OK, so Wikipedia says:
I suppose that means that the roots are those x for which the rank is non-maximal, which is, IIRC, equivalent to the matrix being non-invertible. So I guess one could compute the determinant and solve the remaining higher-order polynomial.
So in lqg's notation, let M be given by its entries
$$m_{ij} = a_{ij} x^2 + b_{ij} x + c_{ij}$$
and solve det(M) = 0 for x.

7. Jul 20, 2008

### n_bourbaki

Re: I shouldnot

Assuming we do mean finding real roots (as opposed to matrix valued roots), then I think Compuchip's idea turns a very simple problem into a very hard one, with extra assumptions placed on the terms.

1) Who says that the matrices are square?
2) Why turn mxn simpler equations in 1 unknown into one very high degree equation? Just solve each in turn, and see if there is some number in all of the solution sets as in lqg's post? If you can't solve the simpler equations you certainly can't solve the one of much higher degree.
3) Just because a determinant is zero does not mean that the matrix is identically zero, which is what is required.

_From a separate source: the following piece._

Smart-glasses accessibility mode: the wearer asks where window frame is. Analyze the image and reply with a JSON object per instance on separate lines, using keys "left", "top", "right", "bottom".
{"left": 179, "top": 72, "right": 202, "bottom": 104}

Are we sure that we're looking for roots over R, and not some other ring, like the matrix ring itself?

8. Jul 20, 2008

### n_bourbaki

Re: I shouldnot

If they don't then it doesn't make any sense to add up linear combinations of them.

9. Jul 20, 2008

### MathematicalPhysicist

Re: I shouldnot

yes ofcourse.

10. Jul 20, 2008

### CompuChip

Re: I shouldnot

I don't think anyone did?

Probably to determine if the rank is maximal one can indeed also solve each equation separately and check which solutions are roots of two or more equations.

I found the phrase "loses rank" a bit unclear. I thought it meant that the rank is lower than the maximal rank. But it might indeed also mean that the rank becomes zero.

The variable is x which is an element of R, not a matrix. So... yes, I guess so.

As I indicated in my first post, I've never seen such equations and all the information I have on them I found on Google. So I might be wrong here.

11. Jul 20, 2008

### n_bourbaki

Re: I shouldnot

You did when you took the determinant.

No, no one has said that the polynomial equation is to be viewed as a function from R to matrices. The OP has posed an ambiguous question. It might be most sensible, and probably only possible, if we view this as wishing for x to be in R.